"It's a problem most of the developed world has just ignored. We've pointed the finger at China for their pollution-producing habits, yet we've been sending millions of tons or waste there, so that we don't have to deal with it. It means we can just go about our business without much thought for what happens to our waste. Things are about to change and reuse will become more crucial to managing a problem we've swept under the carpet" says Mike Lemm, owner of Tasmanian cartridge remanufacturer, Australian Laser Charge.
China to ban import of scrap plastic
THE RECYCLER Trade Magazine July 20 2017
China has this week filed a notification with the World Trade Organisation (WTO) that it intends to ban four classes and 24 kinds of solid waste by the end of the year including all plastics scrap, unsorted waste paper, certain metal recycling residues, textiles and all unsorted waste or scrap.
In the notification, China made it clear that it will no longer tolerate high levels of contamination from ‘dirty wastes’ or ‘hazardous wastes’ that it sees as damaging to both its ‘environmental interests’ and ‘people’s health’.
The filing of the notification could mean losing China as one of the biggest markets for recycled materials.
The Recycling Association in the UK launched a “Quality First campaign” almost a year ago to highlight the risk of China taking such actions. The campaign is looking to sort the recycled materials to the highest quality so they cannot be rejected or banned.

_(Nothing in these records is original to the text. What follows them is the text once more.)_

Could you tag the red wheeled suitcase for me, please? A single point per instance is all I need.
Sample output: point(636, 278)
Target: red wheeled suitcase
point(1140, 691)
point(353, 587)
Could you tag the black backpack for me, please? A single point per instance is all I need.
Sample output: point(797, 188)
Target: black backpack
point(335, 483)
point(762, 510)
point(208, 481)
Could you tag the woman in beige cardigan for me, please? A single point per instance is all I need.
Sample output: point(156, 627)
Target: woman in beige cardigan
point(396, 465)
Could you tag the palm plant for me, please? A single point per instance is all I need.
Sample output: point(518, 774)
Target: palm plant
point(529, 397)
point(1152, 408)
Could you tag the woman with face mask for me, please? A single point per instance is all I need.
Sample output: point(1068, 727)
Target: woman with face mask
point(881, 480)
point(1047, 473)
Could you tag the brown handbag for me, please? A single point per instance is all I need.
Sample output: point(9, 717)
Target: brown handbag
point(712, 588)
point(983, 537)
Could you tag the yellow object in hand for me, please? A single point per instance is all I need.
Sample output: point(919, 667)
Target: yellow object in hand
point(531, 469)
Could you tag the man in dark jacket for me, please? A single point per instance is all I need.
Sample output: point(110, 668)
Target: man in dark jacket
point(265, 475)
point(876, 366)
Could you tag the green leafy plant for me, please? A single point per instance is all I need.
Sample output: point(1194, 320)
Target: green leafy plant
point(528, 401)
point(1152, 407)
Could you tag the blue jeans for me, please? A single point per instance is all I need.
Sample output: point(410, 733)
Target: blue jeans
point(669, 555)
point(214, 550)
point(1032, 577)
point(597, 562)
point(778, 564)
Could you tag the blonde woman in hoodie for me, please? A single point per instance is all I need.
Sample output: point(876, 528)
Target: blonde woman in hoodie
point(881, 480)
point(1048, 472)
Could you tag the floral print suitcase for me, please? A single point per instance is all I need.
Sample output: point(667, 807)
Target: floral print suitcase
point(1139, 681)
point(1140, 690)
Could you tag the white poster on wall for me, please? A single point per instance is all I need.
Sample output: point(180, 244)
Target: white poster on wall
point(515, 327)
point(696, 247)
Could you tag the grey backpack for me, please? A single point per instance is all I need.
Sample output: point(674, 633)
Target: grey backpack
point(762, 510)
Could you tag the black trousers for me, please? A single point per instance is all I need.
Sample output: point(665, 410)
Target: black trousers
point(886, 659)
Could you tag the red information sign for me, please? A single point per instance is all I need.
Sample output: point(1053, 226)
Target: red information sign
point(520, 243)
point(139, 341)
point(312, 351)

Mark Lyndon Paper Enterprises managing director Colin Clarke said: “Mark Lyndon Paper Enterprises along with our competitors ACN and Cyclelink UK have jointly supported the Quality First campaign because the mills we supply were increasingly concerned about rumours and actions, such as National Sword, coming from the Chinese Government about a crackdown on imports of recycled materials.

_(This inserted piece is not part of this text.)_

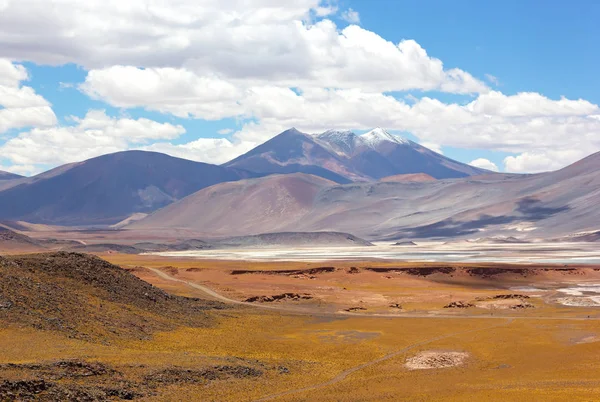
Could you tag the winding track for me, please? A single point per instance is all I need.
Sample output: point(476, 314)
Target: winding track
point(344, 374)
point(217, 296)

“For the time being, we are still able to export OCC, mixed paper and other grades to China as it is only unsorted waste paper imports that have been banned.

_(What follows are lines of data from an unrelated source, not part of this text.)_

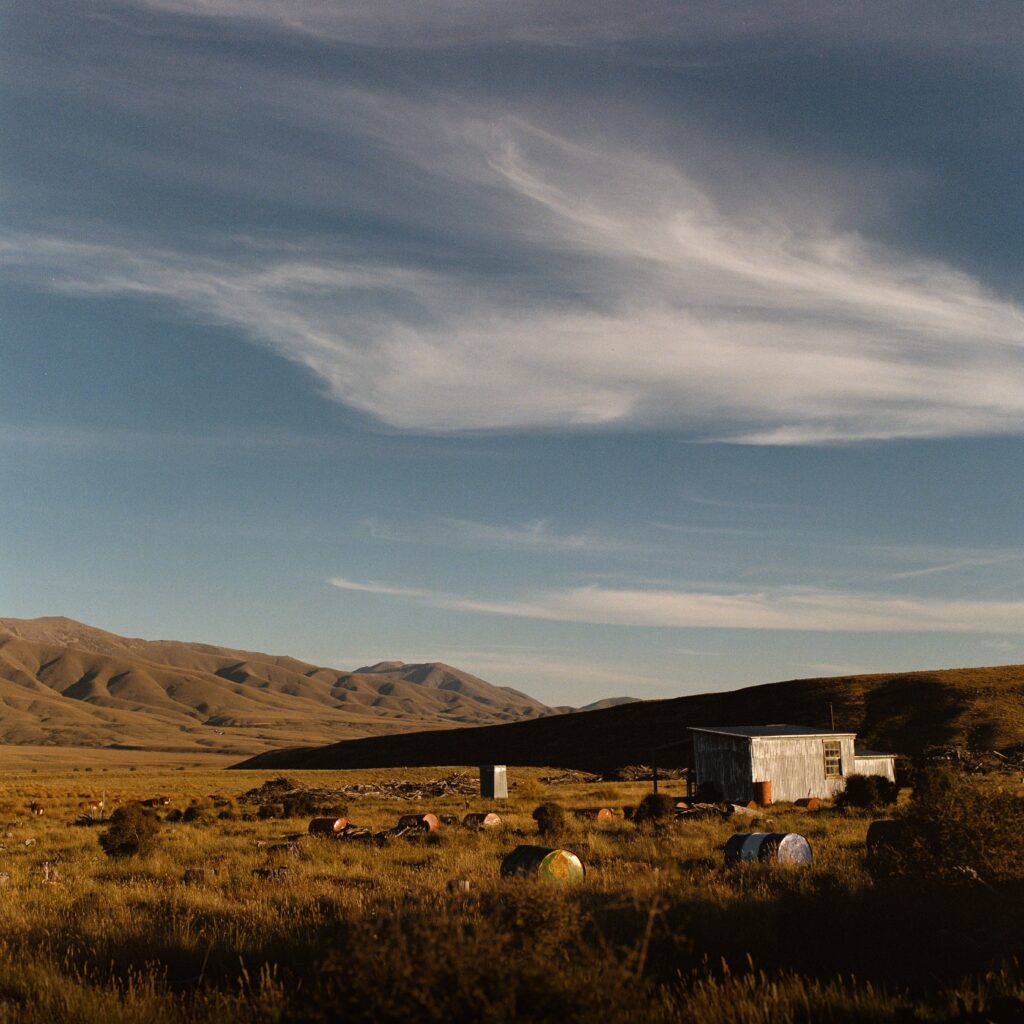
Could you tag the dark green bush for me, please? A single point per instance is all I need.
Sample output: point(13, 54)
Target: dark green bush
point(957, 829)
point(550, 818)
point(132, 833)
point(654, 807)
point(867, 791)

“The word from China is that we purchase a grade made to a global specification and not unsorted papers. Normal caveats apply when dealing with the Chinese authorities that if bad shipments are received, then mixed papers in particular could be at threat of a ban.
“We should also be clear that China is very serious about protecting its environment and the public health of its citizens. If we do not ensure our exports of paper are of the very highest quality, then we are at risk closing our most important market for recovered paper.
“The UK, Europe and other Asian destinations simply do not have the capacity to take all of our excess recovered paper, so we must make sure China remains open to us by providing it with a high quality secondary commodity.”